Bereits am Mittwoch wollte er anreisen, zuerst mit Studierenden an der Technischen Hochschule diskutieren, mit seiner Frau Brigitte den Dom besuchen (was wegen der Iran-Krise mit den USA im letzten Moment verschoben wurde). Sein Herzensanliegen, das die deutschen Gastgeber nicht ungern organisierten: Die Würdigungsrede für den französischen Präsidenten wird die deutsche Bundeskanzlerin Angela Merkel halten, 2008 selbst Preisträgerin.

Dieses "weltliche Hochamt" dürfte den eigentlichen Auftakt zu einer deutsch-französischen Initiative mit dem Ziel einer weiteren Vertiefung der EU setzen. Die niederländische Stadt Maastricht, wo vor fast 30 Jahren jener entscheidende EU-Vertrag abgeschlossen wurde, der zur gemeinsamen Währung Euro und zu offenen Grenzen führte, der die "politische Union" als Ziel vorsieht, liegt nur ein paar Kilometer entfernt.

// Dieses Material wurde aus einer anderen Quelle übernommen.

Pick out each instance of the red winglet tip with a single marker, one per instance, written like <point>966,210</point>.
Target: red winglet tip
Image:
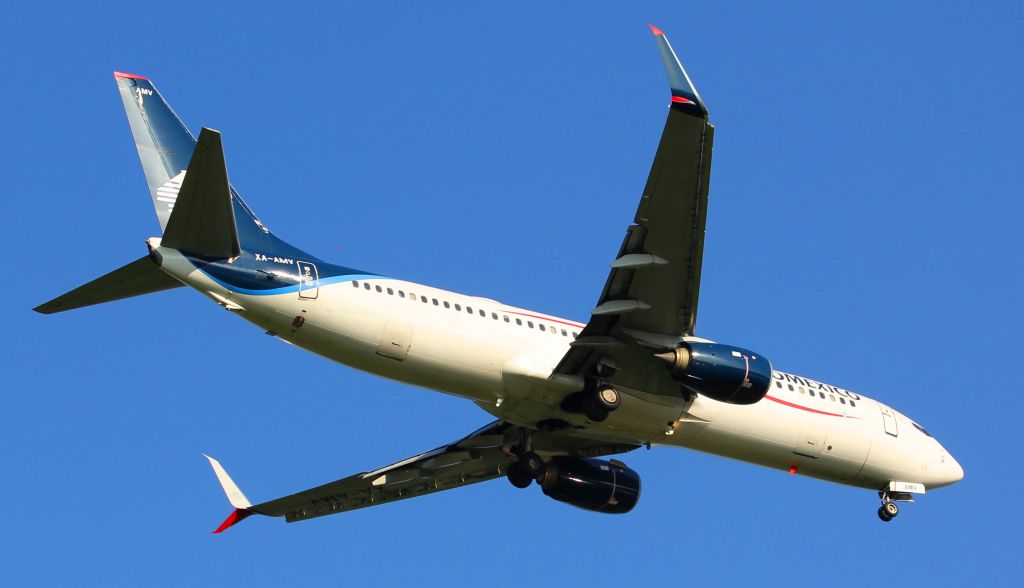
<point>237,516</point>
<point>119,75</point>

Die Vertiefung vor allem der Eurozone als Herzstück der künftigen Union hatte der französische Präsident seit Monaten in mehreren großen Reden, zuletzt im EU-Parlament in Straßburg, mit Leidenschaft gefordert. Weil es aber nach den Wahlen in Deutschland im vergangenen September mehr als ein halbes Jahr lang nicht gelungen war, eine neue Regierung in Berlin zu bilden, stand eine Antwort der Kanzlerin, wie sie sich den Weg des deutsch-französischen Ausgleichs und in der Folge der EU-27 nach dem Austritt Großbritanniens vorstellt, aus.

Diese Ungewissheit geht nun zu Ende. Beim gemeinsamen Auftritt mit Macron wird Merkel zumindest die großen Linien der Reformen, die Paris und Berlin Ende Mai gemeinsam den Partnern präsentieren wollen, umreißen.

Deutsch-französischer Motor

Macron will Klarheit und Fortschritt nicht nur beim Euro, sondern auch bei Migration, Sicherheit und Verteidigungspolitik. Dieser Anstoß des "deutsch-französischen Motors" dürfte auch weitgehend das Programm der EU-Ratspräsidentschaft Österreichs bestimmen, die am 1. Juli beginnt und sechs Monate dauert. Bundeskanzler Sebastian Kurz will Mittwoch Details zu Schwerpunkten nennen, die seine Regierung einbringen will. Viel inhaltlichen Spielraum auf EU-Ebene gibt es für die Regierung in Wien dabei nicht. Zwar kann jedes EU-Vorsitzland versuchen, eigene Initiativen zu setzen und sich zu profilieren (so wie Bulgarien derzeit mit dem Thema EU-Erweiterung auf dem Westbalkan). Der Großteil des Programms ergibt sich aber aus dem laufenden Arbeitsprozess der Institutionen und Staaten.

So wird die gemeinsame EU-Außenpolitik von der Außenbeauftragten Federica Mogherini erledigt. Der Ratspräsident Donald Tusk organisiert die Agenda für EU-Gipfel der Staats- und Regierungschefs. Das Vorsitzland Österreich muss vor allem dafür sorgen, dass es als "ehrlicher Makler" Kompromisse zwischen Staaten ermöglicht. Die am Ende entscheidenden Kräfte treffen einander aber nun in Aachen. Wenn Macron und Merkel keinen Weg finden, wird in der EU bis zu den Wahlen 2019 wenig weitergehen. (Thomas Mayer, 9.5.2018)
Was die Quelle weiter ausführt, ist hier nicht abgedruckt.